How lovely. How misleading. That was clear from the moment the decision was released. Justice Brett M. Kavanaugh, in a concurring opinion, acknowledged that Congress could step in. “The Constitution is neutral and leaves the issue for the people and their elected representatives to resolve through the democratic process in the States or Congress,” he wrote — and then proceeded to echo the majority’s emphasis on state sovereignty.
“Today’s decision therefore does not prevent the numerous States that readily allow abortion from continuing to readily allow abortion,” Kavanaugh insisted. Until, that is, Congress tells the states they can’t so readily allow it after all.
Graham peddled his proposal — deceptively titled the “Protecting Pain-Capable Unborn Children from Late-Term Abortions Act” — as a reasonable middle ground. Don’t be fooled. This is rigged federalism, skewed in favor of restricting abortion access. Under Graham’s arrangement, even as the federal government draws the line at 15 weeks, states remain free to ban abortion entirely.
Of course, Democrats want their own national abortion law — theirs to write the protections once provided by Roe into law. That makes sense: The whole point of a constitutional right is that its existence shouldn’t depend on your Zip code. It's also different from Graham’s effort to have it both ways, preempting states with permissive abortion laws while empowering those with restrictive rules.
And you know who once thought the issue should be left to states?
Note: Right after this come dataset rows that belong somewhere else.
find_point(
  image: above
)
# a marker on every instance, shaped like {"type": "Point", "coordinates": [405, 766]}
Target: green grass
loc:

Lindsey Graham, as recently as last month. “I’ve been consistent. I think states should decide the issue of marriage and states should decide the issue of abortion,” he told CNN.
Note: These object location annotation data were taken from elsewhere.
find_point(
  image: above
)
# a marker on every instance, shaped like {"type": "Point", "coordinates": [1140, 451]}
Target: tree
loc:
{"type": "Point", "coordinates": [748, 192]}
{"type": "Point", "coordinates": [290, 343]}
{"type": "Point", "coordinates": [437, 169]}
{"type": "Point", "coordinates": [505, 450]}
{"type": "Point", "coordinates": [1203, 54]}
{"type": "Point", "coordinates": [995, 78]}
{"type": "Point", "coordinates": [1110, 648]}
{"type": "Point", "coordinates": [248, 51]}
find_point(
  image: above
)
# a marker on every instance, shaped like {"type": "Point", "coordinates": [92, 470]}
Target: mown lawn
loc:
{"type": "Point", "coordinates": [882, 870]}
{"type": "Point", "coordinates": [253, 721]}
Graham’s effort to portray the measure as simply aligning U.S. practice with that of Europe is fundamentally disingenuous. “If we adopted my bill … we would be in the mainstream of the world,” Graham said at a news conference. “Forty-seven of the 50 European countries have a ban on abortion [after] 12 to 15 weeks.”
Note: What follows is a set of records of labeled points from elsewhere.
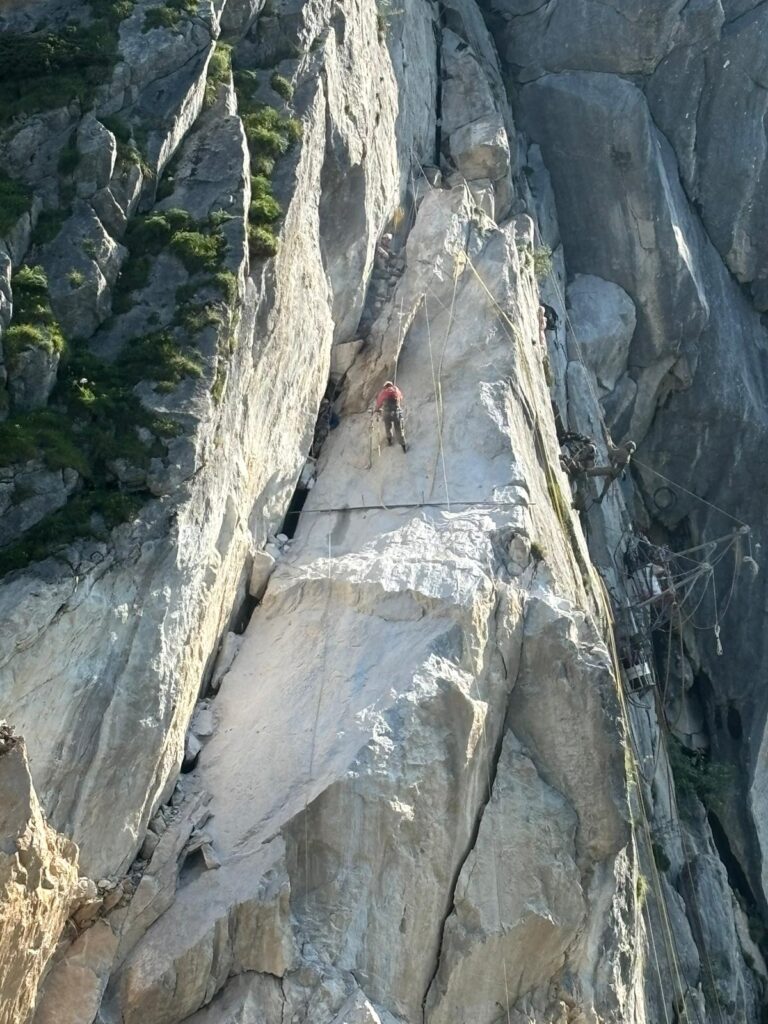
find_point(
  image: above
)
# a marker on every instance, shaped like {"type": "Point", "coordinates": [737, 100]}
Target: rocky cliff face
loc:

Here in the United States, a dozen states now ban almost all abortions: Ten are poised to do so once laws take effect or court challenges are complete, and another two prohibit abortion after six weeks. That is hardly the permissive landscape of Europe.
Moreover, Graham’s 15-week limit includes exceptions for rape, incest and the life of the mother, but not for maternal health or fetal abnormality — again in contrast to the practice in most of Europe. Many severe fetal abnormalities are not detected until after 15 weeks.
Graham has introduced a similar bill before. But it is telling that Graham felt empowered by the court’s action to up the ante, prohibiting abortion after 15 weeks instead of the 20 he had earlier proposed. The purported justification — that the fetus is capable of feeling pain at that stage of gestation — is even more bogus at 15 weeks than it is at 20. “The science tells us … the nerve endings of the baby are pretty well developed and the child feels pain,” Graham said.
It tells us no such thing. “The science conclusively establishes that a human fetus does not have the capacity to experience pain until after at least 24–25 weeks,” according to a statement by the American College of Obstetricians and Gynecologists.
To be clear, Graham’s bill isn’t becoming law anytime soon, with Democrats in control of the House, Senate and White House. Even if Republicans were to retake the House and Senate, they wouldn’t be able to pass such a measure without eliminating the filibuster; in any event, President Biden would veto such a measure.
But it is not hard to imagine a moment when Republicans have the power to proceed, and use it. Graham’s GOP colleagues, rattled by midterm polling, scurried to distance themselves from Graham’s proposal and talk up states’ rights. Forgive me if I don’t feel confident that’s going to last.